November 7, 2006 10:24:54 PM

Quote:
Is there a point?

I mean, I have trained my dad good enough not to put personal info on the pc.

Is there a reason why you should care that "hackers" get past windows firewall?

If you need to use the pc for personal data, just turn un-plug the cables.

These types of stories only get noobs panicking.


Yes there is a point - If the hackers are in then 'allyourmachinesarebelong2us' - trojans, zombies, general slowdown, sheer hassle of cleaning dad's machine, etcetera.
November 7, 2006 11:04:42 PM

Quote:
Is there a point?

I mean, I have trained my dad good enough not to put personal info on the pc.

Is there a reason why you should care that "hackers" get past windows firewall?

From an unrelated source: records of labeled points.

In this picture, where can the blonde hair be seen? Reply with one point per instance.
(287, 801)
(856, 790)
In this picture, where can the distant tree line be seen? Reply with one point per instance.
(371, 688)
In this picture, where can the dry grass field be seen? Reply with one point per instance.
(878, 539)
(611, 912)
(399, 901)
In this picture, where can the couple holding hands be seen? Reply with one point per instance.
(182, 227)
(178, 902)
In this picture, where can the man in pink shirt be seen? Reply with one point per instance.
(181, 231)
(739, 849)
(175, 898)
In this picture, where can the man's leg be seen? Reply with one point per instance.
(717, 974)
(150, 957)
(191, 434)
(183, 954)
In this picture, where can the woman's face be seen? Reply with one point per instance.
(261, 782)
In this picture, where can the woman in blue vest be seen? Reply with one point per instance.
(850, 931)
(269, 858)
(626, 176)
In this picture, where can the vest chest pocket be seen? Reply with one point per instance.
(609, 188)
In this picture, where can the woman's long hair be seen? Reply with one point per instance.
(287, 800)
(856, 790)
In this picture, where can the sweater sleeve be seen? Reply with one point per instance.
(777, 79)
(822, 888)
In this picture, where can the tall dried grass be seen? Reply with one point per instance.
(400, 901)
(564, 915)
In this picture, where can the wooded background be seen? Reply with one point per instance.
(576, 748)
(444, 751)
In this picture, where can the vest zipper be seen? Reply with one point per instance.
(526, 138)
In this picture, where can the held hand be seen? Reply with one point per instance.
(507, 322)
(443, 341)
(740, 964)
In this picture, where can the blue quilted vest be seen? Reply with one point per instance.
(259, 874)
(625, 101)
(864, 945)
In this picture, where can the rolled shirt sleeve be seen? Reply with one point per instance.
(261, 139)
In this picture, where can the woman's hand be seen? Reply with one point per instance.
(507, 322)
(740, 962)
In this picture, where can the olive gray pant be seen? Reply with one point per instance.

If you need to use the pc for personal data, just turn un-plug the cables.

These types of stories only get noobs panicking.


Yes there is a point - If the hackers are in then 'allyourmachinesarebelong2us' - trojans, zombies, general slowdown, sheer hassle of cleaning dad's machine, etcetera.

Well my dad never goes on, he hasn't checked his email (lol) for more then a month, and even if his comp did get infected and I had to format, he would just use mine for an hour to check his yahoo personals (lol)

I know where you are coming from, don't get me wrong, my school has some tight security measures, at least now that they decided to upgrade the 800mhz with 98, up to 2.0 ghz's with 512mb of ram and 128 integrated video with XP, and finally created student accounts with limited access.

But all I'm saying is that if someone wants to get through they will, but I'm not saying that taking extra steps to protect won't help either.